Centaurus Energy drops oil and gas for Ethereum gas and SOL

Calgary-based oil and gas company, Centaurus Energy Inc (OTCMKTS: CTARF). announced a strategic pivot from traditional energy operations to cryptocurrency investments, including assets like ETH and SOL.

Centaurus adopted Ether as its primary treasury reserve asset, marking a significant departure from its previous focus on oil and gas exploration.
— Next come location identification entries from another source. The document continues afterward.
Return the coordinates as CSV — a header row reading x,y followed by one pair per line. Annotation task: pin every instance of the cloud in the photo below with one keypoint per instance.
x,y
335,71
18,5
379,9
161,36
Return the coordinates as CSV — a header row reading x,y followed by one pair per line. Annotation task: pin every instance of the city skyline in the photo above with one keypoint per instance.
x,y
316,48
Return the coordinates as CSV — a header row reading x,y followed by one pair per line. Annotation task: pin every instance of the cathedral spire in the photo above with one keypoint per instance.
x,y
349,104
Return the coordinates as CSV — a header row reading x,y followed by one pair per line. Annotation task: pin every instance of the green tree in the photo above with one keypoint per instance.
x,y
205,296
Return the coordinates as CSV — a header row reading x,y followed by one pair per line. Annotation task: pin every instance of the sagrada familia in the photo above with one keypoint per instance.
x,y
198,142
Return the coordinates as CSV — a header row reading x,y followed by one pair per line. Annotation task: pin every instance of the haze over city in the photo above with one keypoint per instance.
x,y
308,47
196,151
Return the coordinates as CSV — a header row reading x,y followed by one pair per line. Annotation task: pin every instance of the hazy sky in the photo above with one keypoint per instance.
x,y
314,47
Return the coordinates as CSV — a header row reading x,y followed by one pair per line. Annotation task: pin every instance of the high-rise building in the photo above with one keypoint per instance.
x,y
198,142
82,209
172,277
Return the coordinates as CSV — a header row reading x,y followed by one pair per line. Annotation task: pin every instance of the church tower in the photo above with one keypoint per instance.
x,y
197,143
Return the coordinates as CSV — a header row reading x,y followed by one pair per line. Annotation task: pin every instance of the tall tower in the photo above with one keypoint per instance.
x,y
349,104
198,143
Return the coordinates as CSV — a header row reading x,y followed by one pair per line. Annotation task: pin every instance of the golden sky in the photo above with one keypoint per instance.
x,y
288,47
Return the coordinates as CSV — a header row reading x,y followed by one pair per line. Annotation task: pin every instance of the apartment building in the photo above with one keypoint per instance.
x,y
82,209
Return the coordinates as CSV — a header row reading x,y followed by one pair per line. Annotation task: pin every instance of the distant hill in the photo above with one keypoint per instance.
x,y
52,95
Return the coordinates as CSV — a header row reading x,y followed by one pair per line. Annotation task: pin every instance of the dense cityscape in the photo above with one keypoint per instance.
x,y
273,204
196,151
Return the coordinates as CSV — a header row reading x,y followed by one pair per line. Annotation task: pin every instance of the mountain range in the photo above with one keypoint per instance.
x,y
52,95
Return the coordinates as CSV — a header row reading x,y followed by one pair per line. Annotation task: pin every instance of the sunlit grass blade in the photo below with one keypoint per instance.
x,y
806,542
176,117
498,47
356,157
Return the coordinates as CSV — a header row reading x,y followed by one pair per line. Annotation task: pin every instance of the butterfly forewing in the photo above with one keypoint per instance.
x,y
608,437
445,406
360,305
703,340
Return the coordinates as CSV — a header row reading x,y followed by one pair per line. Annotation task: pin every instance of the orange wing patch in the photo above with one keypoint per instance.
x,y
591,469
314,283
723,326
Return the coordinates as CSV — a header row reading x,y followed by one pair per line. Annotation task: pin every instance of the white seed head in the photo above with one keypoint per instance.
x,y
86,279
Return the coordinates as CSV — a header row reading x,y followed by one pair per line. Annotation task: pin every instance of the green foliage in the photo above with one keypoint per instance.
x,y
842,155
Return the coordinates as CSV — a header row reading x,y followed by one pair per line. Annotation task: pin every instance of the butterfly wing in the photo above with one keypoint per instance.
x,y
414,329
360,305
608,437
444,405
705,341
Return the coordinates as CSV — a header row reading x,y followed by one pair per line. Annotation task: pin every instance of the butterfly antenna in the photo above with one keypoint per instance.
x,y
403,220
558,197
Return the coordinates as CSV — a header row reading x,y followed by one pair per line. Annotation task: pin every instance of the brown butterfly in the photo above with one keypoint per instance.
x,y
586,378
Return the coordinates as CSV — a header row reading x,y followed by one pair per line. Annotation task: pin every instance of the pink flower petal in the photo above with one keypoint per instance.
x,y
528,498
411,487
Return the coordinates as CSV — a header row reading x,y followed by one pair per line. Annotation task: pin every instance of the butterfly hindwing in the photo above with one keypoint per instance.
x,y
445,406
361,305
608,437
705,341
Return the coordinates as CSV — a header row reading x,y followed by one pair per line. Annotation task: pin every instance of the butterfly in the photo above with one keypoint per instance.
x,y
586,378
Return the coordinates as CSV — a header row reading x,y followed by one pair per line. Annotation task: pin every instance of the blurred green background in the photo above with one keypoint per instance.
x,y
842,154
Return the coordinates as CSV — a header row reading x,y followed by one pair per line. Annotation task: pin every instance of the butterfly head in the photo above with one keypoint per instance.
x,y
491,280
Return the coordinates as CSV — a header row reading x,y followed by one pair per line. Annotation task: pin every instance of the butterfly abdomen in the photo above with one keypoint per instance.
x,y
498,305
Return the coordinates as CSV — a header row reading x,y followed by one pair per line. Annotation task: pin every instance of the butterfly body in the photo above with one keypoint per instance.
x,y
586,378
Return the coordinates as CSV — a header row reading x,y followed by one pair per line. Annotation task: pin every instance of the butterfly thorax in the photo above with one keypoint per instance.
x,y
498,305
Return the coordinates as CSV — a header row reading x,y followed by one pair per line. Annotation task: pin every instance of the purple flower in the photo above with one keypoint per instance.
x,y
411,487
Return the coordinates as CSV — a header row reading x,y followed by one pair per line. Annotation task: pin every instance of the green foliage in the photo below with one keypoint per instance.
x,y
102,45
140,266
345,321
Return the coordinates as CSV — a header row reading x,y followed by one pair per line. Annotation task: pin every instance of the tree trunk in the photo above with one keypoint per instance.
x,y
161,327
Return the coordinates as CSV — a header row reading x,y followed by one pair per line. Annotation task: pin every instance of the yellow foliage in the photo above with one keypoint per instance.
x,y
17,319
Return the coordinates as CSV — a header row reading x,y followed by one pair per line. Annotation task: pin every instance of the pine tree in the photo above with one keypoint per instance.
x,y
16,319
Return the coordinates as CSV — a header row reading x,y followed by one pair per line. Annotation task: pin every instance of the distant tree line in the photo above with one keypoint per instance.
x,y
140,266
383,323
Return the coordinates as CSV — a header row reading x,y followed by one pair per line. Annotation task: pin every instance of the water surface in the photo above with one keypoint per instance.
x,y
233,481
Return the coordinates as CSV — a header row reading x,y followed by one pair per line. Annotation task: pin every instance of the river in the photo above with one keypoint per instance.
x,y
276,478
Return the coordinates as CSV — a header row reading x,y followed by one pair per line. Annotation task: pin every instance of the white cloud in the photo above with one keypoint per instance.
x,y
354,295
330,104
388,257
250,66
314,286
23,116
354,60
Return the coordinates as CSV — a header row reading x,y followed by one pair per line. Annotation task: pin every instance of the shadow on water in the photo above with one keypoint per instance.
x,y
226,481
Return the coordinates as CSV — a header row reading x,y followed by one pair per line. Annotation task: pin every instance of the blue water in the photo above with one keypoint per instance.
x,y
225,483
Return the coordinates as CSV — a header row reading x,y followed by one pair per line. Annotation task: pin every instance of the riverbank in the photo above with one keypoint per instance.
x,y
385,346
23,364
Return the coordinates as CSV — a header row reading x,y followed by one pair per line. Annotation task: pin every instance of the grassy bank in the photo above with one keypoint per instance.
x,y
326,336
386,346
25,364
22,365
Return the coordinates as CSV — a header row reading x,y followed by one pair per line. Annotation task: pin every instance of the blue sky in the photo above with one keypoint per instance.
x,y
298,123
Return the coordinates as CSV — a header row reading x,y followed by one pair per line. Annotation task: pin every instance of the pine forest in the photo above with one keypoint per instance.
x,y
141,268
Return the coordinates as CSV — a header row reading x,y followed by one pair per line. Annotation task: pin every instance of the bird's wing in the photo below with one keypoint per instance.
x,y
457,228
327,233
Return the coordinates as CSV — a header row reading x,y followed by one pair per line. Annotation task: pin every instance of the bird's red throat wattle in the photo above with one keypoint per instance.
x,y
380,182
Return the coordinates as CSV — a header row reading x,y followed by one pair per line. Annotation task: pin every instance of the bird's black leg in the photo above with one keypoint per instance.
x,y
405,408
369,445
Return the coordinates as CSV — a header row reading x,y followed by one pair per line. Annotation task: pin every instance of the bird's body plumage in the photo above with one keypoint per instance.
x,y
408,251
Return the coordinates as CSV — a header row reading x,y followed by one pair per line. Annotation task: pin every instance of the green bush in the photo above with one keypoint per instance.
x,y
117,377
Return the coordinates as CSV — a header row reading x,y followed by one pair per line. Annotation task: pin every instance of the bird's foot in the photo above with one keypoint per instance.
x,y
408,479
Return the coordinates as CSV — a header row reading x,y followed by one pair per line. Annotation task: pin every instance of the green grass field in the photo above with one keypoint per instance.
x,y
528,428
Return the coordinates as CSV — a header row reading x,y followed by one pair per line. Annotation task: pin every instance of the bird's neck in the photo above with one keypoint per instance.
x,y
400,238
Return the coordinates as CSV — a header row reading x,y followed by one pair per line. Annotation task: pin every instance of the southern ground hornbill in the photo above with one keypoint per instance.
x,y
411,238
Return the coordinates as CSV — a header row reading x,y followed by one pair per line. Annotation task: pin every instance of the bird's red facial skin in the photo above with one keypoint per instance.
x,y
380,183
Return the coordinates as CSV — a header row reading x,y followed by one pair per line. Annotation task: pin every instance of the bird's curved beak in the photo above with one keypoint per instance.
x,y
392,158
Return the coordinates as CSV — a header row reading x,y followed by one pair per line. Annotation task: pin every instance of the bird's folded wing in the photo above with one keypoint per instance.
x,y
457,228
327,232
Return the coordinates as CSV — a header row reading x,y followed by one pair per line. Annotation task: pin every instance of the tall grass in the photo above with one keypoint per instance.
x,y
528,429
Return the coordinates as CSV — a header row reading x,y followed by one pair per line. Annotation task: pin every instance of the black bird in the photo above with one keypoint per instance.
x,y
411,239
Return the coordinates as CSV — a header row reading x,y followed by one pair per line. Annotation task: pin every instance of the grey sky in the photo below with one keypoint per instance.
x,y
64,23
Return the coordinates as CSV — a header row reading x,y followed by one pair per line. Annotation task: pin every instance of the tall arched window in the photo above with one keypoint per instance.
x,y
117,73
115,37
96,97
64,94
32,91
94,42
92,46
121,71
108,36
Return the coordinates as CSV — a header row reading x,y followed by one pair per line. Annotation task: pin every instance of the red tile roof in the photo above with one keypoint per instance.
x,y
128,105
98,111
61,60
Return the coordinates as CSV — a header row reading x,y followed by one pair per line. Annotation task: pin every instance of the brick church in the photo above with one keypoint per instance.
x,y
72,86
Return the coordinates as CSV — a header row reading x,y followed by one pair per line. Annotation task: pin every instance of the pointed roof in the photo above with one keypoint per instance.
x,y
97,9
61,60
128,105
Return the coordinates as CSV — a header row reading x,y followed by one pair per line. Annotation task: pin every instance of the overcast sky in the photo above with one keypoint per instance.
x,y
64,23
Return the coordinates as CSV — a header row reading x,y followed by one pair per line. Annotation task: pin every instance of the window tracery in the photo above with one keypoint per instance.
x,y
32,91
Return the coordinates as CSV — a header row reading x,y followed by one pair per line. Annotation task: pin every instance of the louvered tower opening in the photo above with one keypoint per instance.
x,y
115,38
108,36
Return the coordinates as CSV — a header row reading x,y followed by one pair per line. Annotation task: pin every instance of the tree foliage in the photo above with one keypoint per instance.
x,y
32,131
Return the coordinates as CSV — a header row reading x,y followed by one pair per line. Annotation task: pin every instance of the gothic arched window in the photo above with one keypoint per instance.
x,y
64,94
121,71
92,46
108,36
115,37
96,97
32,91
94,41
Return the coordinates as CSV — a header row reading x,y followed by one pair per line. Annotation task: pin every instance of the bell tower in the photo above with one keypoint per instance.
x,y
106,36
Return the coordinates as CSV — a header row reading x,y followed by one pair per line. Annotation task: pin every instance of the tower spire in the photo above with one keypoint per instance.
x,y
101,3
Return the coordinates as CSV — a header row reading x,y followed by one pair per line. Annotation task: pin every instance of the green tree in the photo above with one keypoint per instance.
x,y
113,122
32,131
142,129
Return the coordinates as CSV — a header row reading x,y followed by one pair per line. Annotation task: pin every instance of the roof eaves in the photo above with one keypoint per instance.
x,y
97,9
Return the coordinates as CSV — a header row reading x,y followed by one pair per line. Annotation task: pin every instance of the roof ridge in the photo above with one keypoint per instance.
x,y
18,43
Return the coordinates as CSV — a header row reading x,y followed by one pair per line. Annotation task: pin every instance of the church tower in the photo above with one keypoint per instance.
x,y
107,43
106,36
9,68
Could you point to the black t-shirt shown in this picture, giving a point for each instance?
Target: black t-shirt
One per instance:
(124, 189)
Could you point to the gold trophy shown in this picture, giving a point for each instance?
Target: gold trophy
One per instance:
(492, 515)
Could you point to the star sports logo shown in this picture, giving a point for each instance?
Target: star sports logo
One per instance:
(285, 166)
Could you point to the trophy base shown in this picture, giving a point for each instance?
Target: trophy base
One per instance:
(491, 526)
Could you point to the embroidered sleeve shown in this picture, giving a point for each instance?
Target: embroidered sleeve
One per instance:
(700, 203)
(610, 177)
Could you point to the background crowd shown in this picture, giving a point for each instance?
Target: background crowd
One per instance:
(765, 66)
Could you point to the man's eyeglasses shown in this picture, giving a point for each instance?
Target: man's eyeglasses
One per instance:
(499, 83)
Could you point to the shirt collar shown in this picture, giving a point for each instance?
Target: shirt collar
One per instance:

The company started buying Ether in March of 2024. It also entered into an agreement to extend up to USD$1.5 million to support this transition.

Following the sale of its oil and gas operations, Centaurus announced plans to focus on investing directly in physical and digital commodities, including Ether and Solana. The company has proposed a change of business to become a Tier 2 Investment Issuer under the new name “Layer One Inc.” and plans to list on the TSX Venture Exchange.

This transition aims to align Centaurus with its current business focus in strategic investment in physical and digital commodities

Centaurus’s move into the cryptocurrency space underscores the growing interest in digital assets within traditional industries. The company aims to capitalize on the growth and liquidity of digital assets.

Read more: World Gold Council bridges the gap between physical bullion and digital assets

Read more: Google Cloud unveils universal ledger, a neutral blockchain for global finance

Vanadi Coffee: more than just coffee

Vanadi Coffee SA is a Spanish coffee chain based in Alicante, operating six locations. In June 2025, the company announced a strategic shift from its traditional café operations to a cryptocurrency-focused business model. Shareholders approved a plan to invest up to €1 billion (approximately USD$1.1 billion) in Bitcoin. This further positions Vanadi as one of the first European companies to adopt Bitcoin as its primary treasury asset, following the example set by U.S.-based firms like Strategy.

The decision was driven by financial issues, including a €3.3 million loss in 2024 and a negative net-worth of €600,000. Vanadi plans to issue convertible bonds and conduct capital increases with support from strategic investors.

Following the announcement, Vanadi’s stock price surged by 25 per cent, reflecting investor optimism about the company’s bold pivot. As of August 2025, the company had acquired 54 BTC at an average price of €93,444 per coin. These digital assets are securely held through a Spain-based cryptocurrency custody platform.

This strategic shift underscores Vanadi’s ambition to redefine its business model and capitalize on the growing interest in digital assets. However, the company faces significant risks, including exposure to Bitcoin’s volatility and the challenge of executing its ambitious investment strategy.